Но те волосатые, что добровольно приходят смотреть на казни, а также те волосатые, которым случилось эти казни устраивать — не люди. Это маньяки. Они сострадают страдающим, но сострадание это вывернутое: они получают от этого кайф.
Товарищ Лацис был маньяком, но это его не выделяло среди прочих начальников ЧК и членов ЦК. Они там все были маньяки. Они там все будут маньяки. Поди, попробуй, отличи их от прочих людей.
Тойво отличить мог: щупальца, протянувшиеся к голове Лациса, протянулись и к сердцу. Антикайнен не сомневался, что Самозванец, мнивший себя богом, именно через таких маньяков продвигает свою власть. Лохматая Матрена не была отмечена связью с гигантским Черепом, парящим в нигде, Тынис — тоже (подробнее о Самозванце — в моих книгах «Радуга»). Тойво провел рукой над своей головой, будто надеясь нащупать мнимый отросток щупальца. Точнее, конечно — как раз не нащупать.
Спохватившись, в тщетности такой попытки, он посмотрел в одно из стальных зеркал в углу, но угол был несоответствующий. Ну, что же, надо приглядеться к себе, когда опыт по обнаружению души, который проводил Тынис, закончится.
— Как ты себя чувствуешь? — поинтересовался эстонец.
— Нормально, — ответил Тойво.
— Нормально, — ответил Тойво.
Это было странно: два раза отвечать одно и то же. Ладно, революционные вожди по три раза для солидности одно и то же слово повторяют. Ладно, юристы одно и то же слово жуют, жуют, пока не пережуют. Но он-то ни то, ни другое.
— Представь, что ты можешь понимать мысли, или побуждения других людей, — продолжил Тынис. — Получается представить?
— Я понимаю мысли других, — пожал плечами Тойво.
— Я понимаю мысли других, — пожал плечами Тойво.
Эстонец склонился к своей тетради и начал в ней что-то писать, заглядывая в зеркала. Он достал несколько полосок разноцветной бумаги и начал, меняя их перед своими глазами, сравнивать цвета с чем-то только ему видимым в зеркалах. За окном дождь лил, как из ведра.
— Итак, — продолжил Тынис. — Что чувствует оказавшееся здесь женщина?
— Она думает, что очень хорошо, что не пошла домой, а пережидает непогоду под крышей. Еще ей нравится твой саквояж. Да и ты ей нравишься, — сказал Тойво.
— Она думает, что очень хорошо, что не пошла домой, а пережидает непогоду под крышей. Еще ей нравится твой саквояж.
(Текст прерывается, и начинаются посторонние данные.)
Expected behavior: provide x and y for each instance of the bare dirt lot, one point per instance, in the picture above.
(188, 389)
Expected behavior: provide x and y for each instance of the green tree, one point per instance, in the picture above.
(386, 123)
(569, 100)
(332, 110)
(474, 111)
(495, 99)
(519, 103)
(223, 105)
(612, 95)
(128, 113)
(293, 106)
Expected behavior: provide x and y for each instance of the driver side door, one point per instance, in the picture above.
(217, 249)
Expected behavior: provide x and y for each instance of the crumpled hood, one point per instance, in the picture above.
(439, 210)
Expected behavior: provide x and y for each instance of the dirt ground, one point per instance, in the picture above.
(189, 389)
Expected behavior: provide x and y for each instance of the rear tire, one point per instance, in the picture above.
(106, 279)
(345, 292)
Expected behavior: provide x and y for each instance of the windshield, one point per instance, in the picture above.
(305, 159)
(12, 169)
Да и ты ей нравишься, — сказал Тойво.
Матрена, услышав это, не испугалась. Наоборот, она заулыбалась чудесной открытой улыбкой. Если бы не шар волос вокруг головы, улыбка бы преображала ее в настоящую красавицу.
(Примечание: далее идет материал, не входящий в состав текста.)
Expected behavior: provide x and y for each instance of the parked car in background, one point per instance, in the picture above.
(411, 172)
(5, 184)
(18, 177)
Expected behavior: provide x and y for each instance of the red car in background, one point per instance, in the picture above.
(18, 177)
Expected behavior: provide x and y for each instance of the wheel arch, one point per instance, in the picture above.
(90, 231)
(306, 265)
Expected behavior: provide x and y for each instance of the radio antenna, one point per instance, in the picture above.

— А что думает какой-нибудь человек на другой стороне улицы в другом доме?
Тойво удивился вопросу: как он может знать, что в голове у кого-то, кого он даже не видит? Однако он попробовал посмотреть в окно и тотчас же почувствовал страх, веселье, заботу и ненависть. Все это были различные восприятия, которые как бы отразились в его личных ощущениях. Сильнее всего его донимала ненависть. Вообще-то ничего в этом необычного нет: любовь и ненависть — два самых сильных чувства, которые одолевают человека.
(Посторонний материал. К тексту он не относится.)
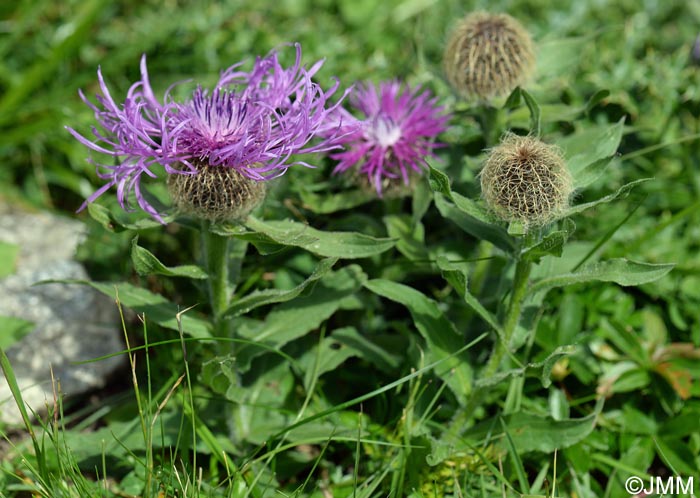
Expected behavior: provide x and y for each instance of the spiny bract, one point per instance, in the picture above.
(526, 180)
(216, 193)
(488, 55)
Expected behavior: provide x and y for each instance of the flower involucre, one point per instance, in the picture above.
(526, 180)
(488, 55)
(392, 138)
(216, 194)
(247, 127)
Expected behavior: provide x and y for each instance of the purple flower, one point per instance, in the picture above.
(396, 135)
(251, 121)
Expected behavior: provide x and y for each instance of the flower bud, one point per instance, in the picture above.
(488, 55)
(526, 180)
(216, 193)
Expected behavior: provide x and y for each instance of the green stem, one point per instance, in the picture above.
(522, 275)
(520, 280)
(216, 252)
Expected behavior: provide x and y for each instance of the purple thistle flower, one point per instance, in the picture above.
(251, 121)
(396, 135)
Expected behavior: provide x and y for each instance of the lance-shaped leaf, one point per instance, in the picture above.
(442, 338)
(551, 244)
(326, 204)
(146, 263)
(467, 214)
(270, 296)
(621, 192)
(529, 432)
(621, 271)
(541, 369)
(293, 319)
(590, 151)
(456, 275)
(343, 245)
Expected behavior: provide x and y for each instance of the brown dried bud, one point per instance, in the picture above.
(488, 55)
(526, 180)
Но эта ненависть казалась ему всеобъемлющей. Она переливалась, как спираль, то скручиваясь, то раскручиваясь, меняя цвет с белой до ослепительно белой, словно раскаленной.
Тойво постарался проследить, откуда эта спираль пробивается, и с удивлением для себя обнаружил, что может видеть через пелену ливня и через стены домов. Спираль рассыпалась, перестав быть видимой, зато сделавшись какой-то осязаемой, что ли. Как след, состоящий из запахов, для гончей собаки.
Этот след привел его к старому доброму слегка подраненному чеху Имре, что сидел на подоконнике Екатерининской гимназии и смотрел на улицу. Имре тоже был маньяком — щупальца Самозванца цепляли его голову и сердце так, что непонятно было, кто кого удерживает: отростки его — либо наоборот.
Тойво понимал, что ненависть, обуявшая чеха, имеет вполне предметную направленность. Странно, когда едва знакомый человек начинает раздирать себе душу, пытаясь в помыслах своих уничтожить либо унизить другого человека, о котором, пожалуй, ничего не знает.